Regulatory Strategist Manager

About The Position

Requirements

• Bachelor's degree from an accredited institution
• 4-6 years of professional experience in Regulatory Support and Strategy
• Experience with the creation of CMC sections and other content supporting IND/IDE submissions
• A combination of education and related technical/military/paraprofessional experience may be substituted for a bachelor’s degree on a year for year basis.
• Applicants must meet minimum qualifications at the time of hire.
• Applicants must be legally authorized to work in the United States without requiring sponsorship. We are unable to provide work visa sponsorship or employment authorization for this position now or in the future.

Nice To Haves

• 5+ years of experience in regulatory affairs within the healthcare industry
• Strong knowledge of FDA regulations and the drug development process
• Ability to work independently and manage multiple projects simultaneously
• Ability to build and maintain strong relationships with cross-functional teams
• Ability to communicate effectively, both in writing and orally.
• Ability to establish and maintain effective working relationships with employees at all levels throughout the institution.
• Outstanding customer service skills.

Responsibilities

• Support investigators in the development and implementation of a regulatory strategy to help support their locally held IND/IDE studies
• Lead development discussions with campus and external stakeholders to ensure that the regulatory strategy for a given IND/IDE and clinical trial meet the objectives of the institution and funding agency
• Aid in the education and mentorship for faculty to help them understand regulatory needs and limitations
• Present to funding agencies and campus leadership on the proposed and selected regulatory strategy
• Maintain a thorough understanding of regulatory requirements and proactively identify potential challenges
• Interpret and apply regulatory requirements in a practical and strategic manner.
• Review grant and funding proposals to determine if external consulting or subcontracts are needed in order to achieve the desired goals of the grant/contract.
• Identify and engage with the appropriate 3rd party consulting, if deemed necessary
• Manage the vendor relationship with consultants and ensure that all work is appropriately delegated and adequate oversight is provided
• Ensure timely identification of issues with contractors, including need to end arrangements if consultants are not meeting contractual obligations
• Serves as the primary point of contact for other internal/external contributors to the FDA submissions.
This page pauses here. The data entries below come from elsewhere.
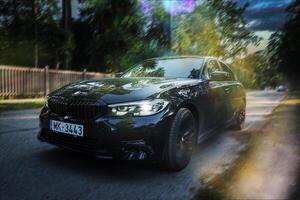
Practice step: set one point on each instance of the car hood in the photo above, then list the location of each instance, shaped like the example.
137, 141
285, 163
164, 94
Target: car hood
115, 90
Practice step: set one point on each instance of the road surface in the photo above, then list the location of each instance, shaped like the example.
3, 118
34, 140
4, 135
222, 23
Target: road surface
30, 169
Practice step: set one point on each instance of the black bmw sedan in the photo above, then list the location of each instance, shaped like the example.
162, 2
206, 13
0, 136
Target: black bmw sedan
157, 110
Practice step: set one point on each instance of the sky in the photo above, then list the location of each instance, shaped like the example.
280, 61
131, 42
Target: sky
263, 16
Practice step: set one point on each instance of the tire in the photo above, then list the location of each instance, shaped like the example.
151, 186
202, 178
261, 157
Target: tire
178, 148
240, 120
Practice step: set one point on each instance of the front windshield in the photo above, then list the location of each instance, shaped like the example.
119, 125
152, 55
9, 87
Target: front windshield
169, 68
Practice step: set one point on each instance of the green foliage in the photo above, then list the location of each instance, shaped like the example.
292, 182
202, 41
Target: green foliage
17, 38
284, 46
255, 71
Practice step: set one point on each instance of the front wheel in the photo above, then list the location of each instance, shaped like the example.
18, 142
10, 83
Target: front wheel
181, 139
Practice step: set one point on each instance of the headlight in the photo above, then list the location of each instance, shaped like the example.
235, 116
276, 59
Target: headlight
138, 108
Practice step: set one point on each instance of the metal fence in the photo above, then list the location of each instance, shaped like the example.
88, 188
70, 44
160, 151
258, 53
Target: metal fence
26, 81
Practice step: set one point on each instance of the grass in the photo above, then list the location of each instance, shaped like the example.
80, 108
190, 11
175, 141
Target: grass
7, 106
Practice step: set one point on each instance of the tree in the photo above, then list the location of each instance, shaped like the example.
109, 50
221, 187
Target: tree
215, 27
284, 46
23, 25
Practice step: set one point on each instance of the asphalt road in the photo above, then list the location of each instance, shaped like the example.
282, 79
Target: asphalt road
30, 169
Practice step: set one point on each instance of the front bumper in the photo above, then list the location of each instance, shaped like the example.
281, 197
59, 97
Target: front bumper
130, 138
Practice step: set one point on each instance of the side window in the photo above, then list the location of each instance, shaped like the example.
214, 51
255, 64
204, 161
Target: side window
225, 68
211, 67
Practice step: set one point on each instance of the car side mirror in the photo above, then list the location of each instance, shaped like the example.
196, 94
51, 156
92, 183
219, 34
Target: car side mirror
119, 74
219, 76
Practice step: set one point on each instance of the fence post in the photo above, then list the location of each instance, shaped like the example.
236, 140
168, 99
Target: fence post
84, 74
47, 89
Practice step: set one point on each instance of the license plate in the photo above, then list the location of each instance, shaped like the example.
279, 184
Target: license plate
66, 128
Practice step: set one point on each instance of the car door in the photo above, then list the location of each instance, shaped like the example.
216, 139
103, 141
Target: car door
216, 112
232, 90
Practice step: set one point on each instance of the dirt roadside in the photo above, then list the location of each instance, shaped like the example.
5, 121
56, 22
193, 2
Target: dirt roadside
270, 167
This includes direct communications and meetings about the project with regulatory compliance, scientific review committees, the manufacturing sites, the hospital-based research administration, and other entities on campus as needed,
• Serves as the primary point of contact with external entities, such as outside suppliers of materials, and FDA,
• Meets regularly with the PI and study team to review content and progress of application packages to various branches of FDA,
• Ensures all required documentation and sections/modules for submissions to FDA are complete and formatted per FDA requirements; identifies missing or incomplete documentation, tracks and manages requests for outstanding documentation, and performs submissions throughout the project’s lifecycle to FDA per agency’s requirement,
• Maintains version control for documentation throughout the IND/IDE’s life cycle,
• Identifies and elevates barriers delaying any FDA submissions, assists with identifying solutions,
• Ensures currency and completeness of Trial Master Files for projects under IND/IDE Office oversight,
• Assists in developing and providing Standard Operating Procedures, educational resources and training for IND/IDE Office team members and investigators and their research teams
• Other relevant tasks as delegated by the supervisor or leadership

Benefits

• Medical: Multiple plan options
• Dental: Multiple plan options
• Additional Insurance: Disability, Life, Vision
• Retirement 401(a) Plan: Employer contributes 10%25 of your gross pay
• Vacation Days: 22/year (maximum accrual 352 hours)
• Sick Days: 15/year (unlimited maximum accrual)
• Holiday Days: 15/year
• Tuition Benefit: Employees have access to this benefit on all CU campuses
• ECO Pass: Reduced rate RTD Bus and light rail service
• There are many additional perks & programs with the CU Advantage.